VerhaltenAsiaten lachen Sie niemals aus
Viele Geschäftsreisende, die sich nach Asien aufmachen, stellen fest, dass die Menschen dort viel mehr lächeln und lachen als wir. Wir empfinden das als sehr angenehm, denn auch bei uns heißt es, ein Lächeln sei die kürzeste Verbindung zwischen zwei Menschen. Allerdings gibt es in Asien auch oft Situationen, in denen wir uns fragen: Lachen die mich jetzt an oder aus?
Ein junger Mitarbeiter reist das erste Mal mit den Kollegen in die chinesische Niederlassung. Im Büro serviert ihm eine Assistentin eine Tasse Kaffee. Die fällt ihr aus der Hand und sie kippt dem Mitarbeiter den heißen Kaffee über die Oberschenkel. Daraufhin hält sie sich die Hand vor den Mund und kichert. Wie würden Sie sich in so einer Situation fühlen? Bestimmt fänden Sie das nicht lustig und wären wahrscheinlich verärgert. Würden der Assistentin Schadenfreude unterstellen und sich gedemütigt und verletzt fühlen. Doch das ist falsch gedacht: Die Assistentin lacht Sie nicht aus. Sie schämt sich vielmehr so sehr, dass sie am liebsten in den Boden versinken würde – und deshalb kichert oder lacht sie.
Durch Lachen wollen Asiaten andere schützen
Asiaten lachen oft auch dann noch, wenn es zum Streit zwischen Kollegen kommt. Stellen Sie sich vor, Sie sagen Ihrem asiatischen Kollegen einmal kräftig die Meinung. Der grinst nur und sagt „ja, ja“. Anderes Beispiel: Ein Kunde erzählte mir, sein japanischer Kollege wollte unbedingt ein Gerät bedienen, das ihm dann aber außer Kontrolle geriet und ihn in große Gefahr brachte. Der Japaner fing an, laut zu lachen.

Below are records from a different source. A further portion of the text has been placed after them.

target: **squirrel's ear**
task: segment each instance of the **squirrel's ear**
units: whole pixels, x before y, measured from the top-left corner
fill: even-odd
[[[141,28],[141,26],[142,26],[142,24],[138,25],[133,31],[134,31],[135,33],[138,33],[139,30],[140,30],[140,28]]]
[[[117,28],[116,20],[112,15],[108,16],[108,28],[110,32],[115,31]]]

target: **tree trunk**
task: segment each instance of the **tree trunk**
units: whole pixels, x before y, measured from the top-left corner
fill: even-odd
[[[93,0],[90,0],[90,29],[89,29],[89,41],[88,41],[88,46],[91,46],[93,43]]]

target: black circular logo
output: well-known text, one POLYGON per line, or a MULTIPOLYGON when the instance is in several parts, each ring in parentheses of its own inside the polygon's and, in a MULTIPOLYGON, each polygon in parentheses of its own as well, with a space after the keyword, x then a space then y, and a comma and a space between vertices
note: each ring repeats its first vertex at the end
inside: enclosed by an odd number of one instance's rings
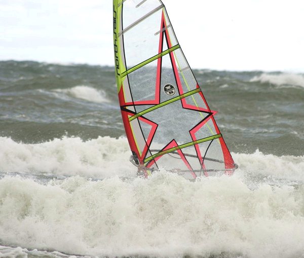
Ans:
POLYGON ((164 88, 164 90, 167 95, 173 96, 175 94, 175 88, 171 84, 167 84, 164 88))

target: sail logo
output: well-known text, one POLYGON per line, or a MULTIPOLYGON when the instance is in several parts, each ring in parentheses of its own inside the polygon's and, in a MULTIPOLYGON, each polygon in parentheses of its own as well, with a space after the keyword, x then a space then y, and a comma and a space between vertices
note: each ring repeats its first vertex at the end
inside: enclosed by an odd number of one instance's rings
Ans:
POLYGON ((175 94, 176 90, 174 86, 171 84, 167 84, 164 88, 165 93, 169 96, 173 96, 175 94))

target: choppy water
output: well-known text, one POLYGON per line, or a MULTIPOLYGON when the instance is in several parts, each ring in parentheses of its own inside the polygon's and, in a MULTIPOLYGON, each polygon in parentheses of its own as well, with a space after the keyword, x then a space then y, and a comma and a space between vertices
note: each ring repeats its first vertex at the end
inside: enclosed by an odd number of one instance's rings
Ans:
POLYGON ((195 73, 232 177, 136 178, 112 67, 0 62, 0 257, 303 257, 304 75, 195 73))

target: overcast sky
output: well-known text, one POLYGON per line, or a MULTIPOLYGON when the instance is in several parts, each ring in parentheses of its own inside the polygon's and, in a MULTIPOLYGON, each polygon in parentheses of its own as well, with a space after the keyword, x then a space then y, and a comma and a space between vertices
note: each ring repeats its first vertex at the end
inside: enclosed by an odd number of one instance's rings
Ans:
MULTIPOLYGON (((302 0, 163 2, 194 68, 304 72, 302 0)), ((113 65, 112 10, 111 0, 0 0, 0 60, 113 65)))

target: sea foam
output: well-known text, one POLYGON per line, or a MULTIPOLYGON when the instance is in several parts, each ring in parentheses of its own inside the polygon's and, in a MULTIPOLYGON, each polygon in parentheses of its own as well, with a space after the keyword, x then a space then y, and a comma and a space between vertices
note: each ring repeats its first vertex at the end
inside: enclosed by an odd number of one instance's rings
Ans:
POLYGON ((69 89, 55 90, 57 92, 63 92, 74 98, 84 99, 96 103, 107 103, 110 102, 106 98, 105 93, 102 90, 97 90, 94 88, 80 85, 69 89))
POLYGON ((6 177, 0 239, 99 256, 300 257, 303 196, 302 186, 252 191, 235 176, 192 182, 166 171, 148 179, 73 177, 47 185, 6 177))
POLYGON ((41 183, 3 174, 3 245, 111 257, 303 253, 304 157, 233 154, 240 165, 233 176, 193 182, 163 169, 122 178, 136 174, 125 138, 27 144, 1 137, 0 154, 2 171, 72 175, 41 183), (255 173, 255 182, 247 176, 255 173), (263 179, 274 175, 297 183, 263 179))
POLYGON ((278 86, 288 85, 304 87, 304 76, 296 73, 262 73, 255 76, 250 81, 269 83, 278 86))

Asiaten lachen oft. Sie lachen, wenn sie sich freuen, wenn sie sich schämen, wenn sie Angst haben oder wenn sie traurig sind. Diese Verhaltensweise, ebenso wie ein freundliches Gesicht, ist eine Maske, um den anderen zu schützen. Das Credo lautet: Der gebildete Mensch belästigt niemanden mit seinen Gefühlen. Die Logik dahinter: Was bewirke ich, wenn ich den anderen zeige, dass ich traurig bin? Sie werden auch traurig, doch helfen können sie mir nicht. Warum sollte ich sie also durch meine Gefühle traurig machen?
Lächeln ist ein Zeichen von Bildung
Eine Weisheit aus Japan lautet: „Wer lächelt, statt zu toben, ist immer der Sieger.“ In angespannten Situationen im Geschäftsleben ist Schreien und Toben also keine geeignete Reaktion. Im Gegenteil: Sie beleidigen Ihr Gegenüber zusätzlich, nehmen ihm das Gesicht und verlieren selbst das Gesicht. Sie werden als ungebildet und unzivilisiert empfunden.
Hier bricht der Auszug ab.